In some embodiments, the compositions of the invention may be administered by a
parenteral route, such as intravenously, intramuscularly, intraperitoneally, or
subcutaneously. In certain other embodiments, the compositions of the invention may be
administered topically, such as in the form of transdermal patches, creams, foams, gels,
lotions, ointments, sprays, and eye drops that are applied epicutaneously, applied to the
conjunctiva or through inhalation.
In some embodiments, the compositions of the invention may be administered once daily,
or twice or thrice weekly. In other embodiments, the compositions of the invention may be
administered once weekly, biweekly, or once monthly.

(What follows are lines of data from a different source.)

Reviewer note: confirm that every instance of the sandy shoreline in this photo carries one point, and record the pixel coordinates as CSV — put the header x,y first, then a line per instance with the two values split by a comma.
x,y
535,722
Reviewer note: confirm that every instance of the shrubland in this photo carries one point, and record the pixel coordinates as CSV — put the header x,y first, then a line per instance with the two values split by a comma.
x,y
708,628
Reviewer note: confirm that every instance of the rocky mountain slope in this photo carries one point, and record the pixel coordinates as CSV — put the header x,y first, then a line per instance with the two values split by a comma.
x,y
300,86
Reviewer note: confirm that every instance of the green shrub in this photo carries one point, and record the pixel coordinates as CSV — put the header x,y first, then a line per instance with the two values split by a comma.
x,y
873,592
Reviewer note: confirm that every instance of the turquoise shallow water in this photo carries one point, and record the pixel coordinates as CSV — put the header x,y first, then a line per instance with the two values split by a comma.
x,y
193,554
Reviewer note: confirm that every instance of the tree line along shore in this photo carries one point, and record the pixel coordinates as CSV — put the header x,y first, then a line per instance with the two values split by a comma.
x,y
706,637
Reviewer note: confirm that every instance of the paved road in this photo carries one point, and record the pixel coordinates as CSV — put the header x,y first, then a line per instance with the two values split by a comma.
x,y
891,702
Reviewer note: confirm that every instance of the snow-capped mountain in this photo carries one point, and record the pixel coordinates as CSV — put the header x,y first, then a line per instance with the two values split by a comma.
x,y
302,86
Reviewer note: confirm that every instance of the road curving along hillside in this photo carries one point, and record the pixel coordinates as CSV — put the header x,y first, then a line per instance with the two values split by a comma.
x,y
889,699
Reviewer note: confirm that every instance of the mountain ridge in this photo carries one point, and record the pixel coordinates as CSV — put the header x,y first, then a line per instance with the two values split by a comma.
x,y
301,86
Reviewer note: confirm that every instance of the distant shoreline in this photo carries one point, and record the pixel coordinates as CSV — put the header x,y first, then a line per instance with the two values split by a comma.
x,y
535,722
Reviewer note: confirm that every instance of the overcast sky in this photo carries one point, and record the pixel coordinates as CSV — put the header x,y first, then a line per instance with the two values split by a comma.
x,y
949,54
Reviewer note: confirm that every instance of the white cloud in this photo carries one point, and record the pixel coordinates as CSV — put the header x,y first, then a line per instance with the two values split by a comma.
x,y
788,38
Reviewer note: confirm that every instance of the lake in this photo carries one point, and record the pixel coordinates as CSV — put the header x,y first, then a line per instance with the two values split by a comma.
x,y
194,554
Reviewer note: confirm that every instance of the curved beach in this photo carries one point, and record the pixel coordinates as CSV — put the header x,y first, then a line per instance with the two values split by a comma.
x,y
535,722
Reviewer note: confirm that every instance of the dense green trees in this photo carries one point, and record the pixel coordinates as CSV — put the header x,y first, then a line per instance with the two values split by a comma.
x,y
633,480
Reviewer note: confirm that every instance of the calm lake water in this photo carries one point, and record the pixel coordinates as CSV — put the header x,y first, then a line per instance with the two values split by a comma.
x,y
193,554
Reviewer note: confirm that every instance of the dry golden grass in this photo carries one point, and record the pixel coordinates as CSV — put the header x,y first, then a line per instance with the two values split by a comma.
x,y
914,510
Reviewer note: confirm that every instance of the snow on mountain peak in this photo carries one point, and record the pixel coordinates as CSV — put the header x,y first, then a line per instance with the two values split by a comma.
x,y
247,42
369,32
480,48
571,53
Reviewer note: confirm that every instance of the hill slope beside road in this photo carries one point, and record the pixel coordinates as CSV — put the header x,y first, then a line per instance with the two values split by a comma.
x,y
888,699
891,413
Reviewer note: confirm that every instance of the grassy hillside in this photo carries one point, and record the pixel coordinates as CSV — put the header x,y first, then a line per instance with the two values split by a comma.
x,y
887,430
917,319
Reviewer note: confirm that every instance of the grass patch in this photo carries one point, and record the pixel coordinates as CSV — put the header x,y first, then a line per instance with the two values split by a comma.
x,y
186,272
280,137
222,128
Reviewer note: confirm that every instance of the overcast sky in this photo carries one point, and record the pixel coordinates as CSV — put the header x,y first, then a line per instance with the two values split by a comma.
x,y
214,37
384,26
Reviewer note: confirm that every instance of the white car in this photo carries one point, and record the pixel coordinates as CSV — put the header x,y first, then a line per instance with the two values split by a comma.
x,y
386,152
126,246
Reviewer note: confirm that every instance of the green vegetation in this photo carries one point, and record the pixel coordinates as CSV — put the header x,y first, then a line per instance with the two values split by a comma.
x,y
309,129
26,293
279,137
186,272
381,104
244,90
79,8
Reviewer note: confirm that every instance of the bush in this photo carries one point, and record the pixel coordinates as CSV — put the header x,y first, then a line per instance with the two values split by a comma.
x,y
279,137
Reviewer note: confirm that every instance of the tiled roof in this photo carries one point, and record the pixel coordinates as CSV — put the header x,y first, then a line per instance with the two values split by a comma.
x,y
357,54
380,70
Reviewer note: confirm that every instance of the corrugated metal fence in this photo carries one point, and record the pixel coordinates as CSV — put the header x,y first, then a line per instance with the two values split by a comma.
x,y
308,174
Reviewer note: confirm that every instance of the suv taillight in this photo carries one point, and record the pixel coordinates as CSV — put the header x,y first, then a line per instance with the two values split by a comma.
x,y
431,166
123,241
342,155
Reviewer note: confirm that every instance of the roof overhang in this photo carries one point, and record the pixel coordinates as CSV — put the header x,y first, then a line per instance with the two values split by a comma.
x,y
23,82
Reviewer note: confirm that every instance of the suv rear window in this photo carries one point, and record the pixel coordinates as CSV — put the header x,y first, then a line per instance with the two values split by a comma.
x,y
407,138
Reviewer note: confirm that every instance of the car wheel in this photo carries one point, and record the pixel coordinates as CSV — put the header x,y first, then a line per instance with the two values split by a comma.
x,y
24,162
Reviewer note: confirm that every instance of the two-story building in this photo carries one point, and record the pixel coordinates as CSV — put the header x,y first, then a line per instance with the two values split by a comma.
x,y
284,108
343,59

The compositions of the invention offer improved chemical and pharmaceutical
properties, such as superior pharmacokinetic properties, compared to levodopa and
require substantially reduced dosage to achieve therapeutic plasma concentration due to
the structure of the compound of formula I, the nature of the compositions, and/or the
mode of administration. The compositions of the invention reduce adverse events and
variability in pharmacokinetics.
DETAILED DESCRIPTION
The prodrug of levodopa are obtained by using suitable chemical moieties which mask
one or both reactive hydroxyl groups in the phenyl ring and/or the amine group of
levodopa. In some embodiments, O-diacetyl derivatives or a short poly ethylene glycol
(PEG) unit (repeating unit n = 1 -5) at 3 and 4 position of levodopa can be employed
generating an ester bond which is eventually converted to free Levodopa in the body
system. The two hydroxyl groups can also be converted to O-methoxy groups for
prolonged duration of action. It has been established that the amide prodrug of Levodopa
in the form of acetamide in which the amine group is converted to acetamide has better
Cmax, tmax and AUC (the area under the curve describing the variation of a drug
concentration in blood plasma as a function of time) as compared to Levodopa upon
systemic administration (Jiang et al., J. Pharm. Biomed. Anal. 2010;53:751-754). So, an
N-acetylation reaction can be done with levodopa to employ an acetamide group for
improved efficacy. It is worth noting here that, in the majority of prodrug formulations of
levodopa, the Cmax, AUC and tmax values in the plasma are known. It is not necessary that
a better Cmax value in plasma of a particular prodrug formulation has better brain uptake. It
has been proven that even if there is no difference in Cmax and tmax in plasma, an elevated
amount of dopamine was observed in the brain with such prodrugs as compared to
Levodopa (Ishikura et al., Int. J. Pharm. 1995;116:51-63).
An in vivo cleavable bond is generated with the carboxylic acid functional group of
levodopa to a biocompatible polymer so that the polymer allows the levodopa to circulate
in blood plasma for longer time without clearance. It also reduces the chances of
peripheral degradation of levodopa to dopamine by AADC and COMT enzymes, thereby
increasing the subsequent availability of levodopa in the brain. The conjugated compound
of formula I provides sustained plasma levels of levodopa with increased delivery of
levodopa to the brain, resulting in improved efficacy.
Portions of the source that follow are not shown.